More booths, expanded reach for ninth annual Manufacturing Career Expo
By Thomas J. McKillen
Managing Editor
When the ninth annual Manufacturing and Career Expo is held this week, it will feature a record number of booths and reach out to high school and middle school students across the suburban Milwaukee area.
The expo will be held at the Washington County Fair Park from 8 a.m. to 2 p.m. Oct. 25 and 8 a.m. to noon Oct. 26. It is organized by the Germantown, Menomonee Falls, and Sussex chambers of commerce.
Lynn Grgich, executive director of the Germantown Area Chamber of Commerce, noted the event will have 32 booths featuring 23 manufacturers and seven post-secondary options. Among the businesses and other organizations at the event will be the Apprenticeship Bureau; the Tool, Die, and Machining Association of WI; the US Army; GPS and ARCpoint Labs of Milwaukee North. Manufacturers include: GKN Sinter Metals; MGS Mfg. Group; Sussex IM; Entrust; GSC; Wacker Neuson; Trace-A-Matic; Reich Tool & Design; Magnetek; Harley Davidson Motor Company; J.W. Speaker Corporation; Gehl Foods; Arandell; Server Products; Signicast; Hampel; Allen Edmonds; Waukesha Metal Products; Quad Graphics; Tailored Label Products; Alto-Shaam; Broan; and MacLean-Fogg.
“The planning committee works each year to not only bring back past manufacturer exhibitors, but also bring in new vendors that may spotlight different types of products and services and how they are made,” Grgich said. “There will be several exhibitors participating for the first time and it will be exciting for all of us to see their displays.”
The planning committee for the event is comprised of 15 members and includes representatives from each of the three chambers; the Germantown, Menomonee Falls, and Hamilton school districts, manufacturing companies and business representatives who support the manufacturing industry. Grgich explained that the goal of the expo is to make students aware of careers in manufacturing so there is a new workforce that can succeed the current generation.
“The manufacturing industry will continue to lose workforce due to retirement of the existing experienced workforce. Not all those jobs will need filling as automation and technology continues to advance,” Grgich said. “However new opportunities will be created in their place. Students will need to have continued education beyond high school, but there will be more options for fulfilling those requirements.”
She further explained that part of the presentation involves describing the evolution of manufacturing from how it was performed in the past to a high-tech and automated environment for today’s workplace.
“The old perception of manufacturing is slowly evolving. As the generation that lived it retires, the next generation that saw their parents work in those environments are influencing their children’s career choices,” Grgich said. “Marketing, the economy, and manufacturers themselves have all been working to make that attitude change come about.

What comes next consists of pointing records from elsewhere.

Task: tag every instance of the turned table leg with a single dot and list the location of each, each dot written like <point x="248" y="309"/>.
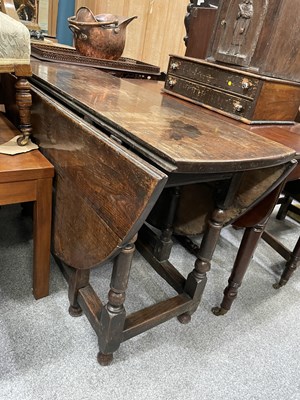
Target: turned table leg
<point x="196" y="280"/>
<point x="246" y="250"/>
<point x="113" y="314"/>
<point x="290" y="266"/>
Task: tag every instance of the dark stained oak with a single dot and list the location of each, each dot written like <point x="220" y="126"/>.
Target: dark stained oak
<point x="116" y="146"/>
<point x="190" y="140"/>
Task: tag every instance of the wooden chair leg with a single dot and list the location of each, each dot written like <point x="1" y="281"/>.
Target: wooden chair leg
<point x="24" y="103"/>
<point x="284" y="208"/>
<point x="41" y="238"/>
<point x="246" y="250"/>
<point x="290" y="266"/>
<point x="77" y="279"/>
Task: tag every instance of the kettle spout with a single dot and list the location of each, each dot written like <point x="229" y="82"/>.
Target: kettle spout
<point x="123" y="22"/>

Awareness building not only the student, but parents as well.”
This year’s event is expected to draw approximately 750 students from Milwaukee, Ozaukee, Washington and Waukesha counties. While the event focused primarily on the three school districts served by the Germantown, Menomonee Falls chambers during the first few years of the expo, moving to the Fair Park allowed its reach to expand.

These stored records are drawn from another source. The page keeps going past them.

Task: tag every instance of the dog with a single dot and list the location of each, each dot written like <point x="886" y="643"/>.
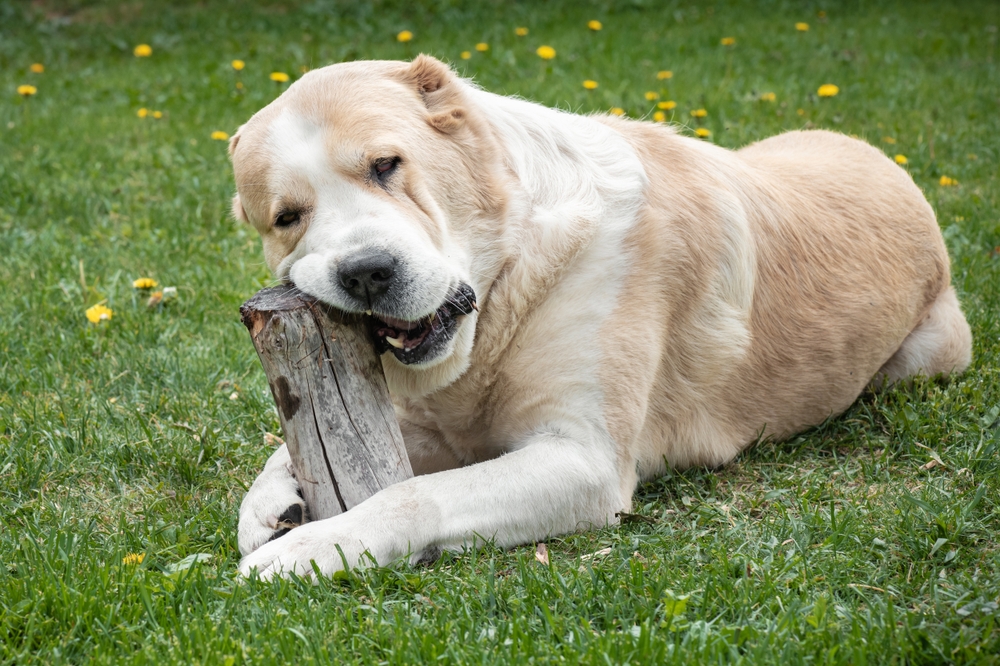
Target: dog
<point x="567" y="305"/>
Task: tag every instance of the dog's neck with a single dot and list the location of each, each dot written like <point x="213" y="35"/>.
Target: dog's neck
<point x="571" y="181"/>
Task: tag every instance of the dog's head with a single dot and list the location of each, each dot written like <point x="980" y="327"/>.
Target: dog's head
<point x="376" y="189"/>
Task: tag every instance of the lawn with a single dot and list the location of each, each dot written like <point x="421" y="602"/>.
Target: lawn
<point x="126" y="445"/>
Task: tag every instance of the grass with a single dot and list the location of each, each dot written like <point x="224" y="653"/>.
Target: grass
<point x="140" y="435"/>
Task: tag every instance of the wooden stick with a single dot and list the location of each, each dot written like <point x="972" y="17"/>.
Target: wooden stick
<point x="334" y="407"/>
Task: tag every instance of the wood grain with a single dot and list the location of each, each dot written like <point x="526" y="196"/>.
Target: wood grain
<point x="334" y="407"/>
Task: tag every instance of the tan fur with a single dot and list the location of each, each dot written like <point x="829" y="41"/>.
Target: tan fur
<point x="755" y="293"/>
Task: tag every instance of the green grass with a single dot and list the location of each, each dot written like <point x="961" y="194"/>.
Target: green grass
<point x="141" y="435"/>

“This event did start with the communities associated with the partnering chambers. As we grew and eventually moved to the exhibit hall at Washington County Fair Park, we found we could bring in many more students as well,” Grgich said. “As long as the manufacturers were going to go through all the work of their displays, the more students that could see it, the better.”
This year’s expo will host students from Kettle Moraine High School, Menomonee HS QUEST Program, Brown Deer High School, Greenfield High School, Wisconsin Lutheran High School, Oconomowoc High School, Hartford Union High School, Barack Obama SCTE High School, Nova Tech, Kewaskum High School, West Bend high schools, Cedarburg High School, Brookfield Central, Milwaukee Lutheran High School and Menomonee Falls North Middle School and Templeton (Hamilton district) Middle School.
In addition, the organizers invite students, parents and educators to attend on an individual basis to see what the manufacturers at the event have to offer.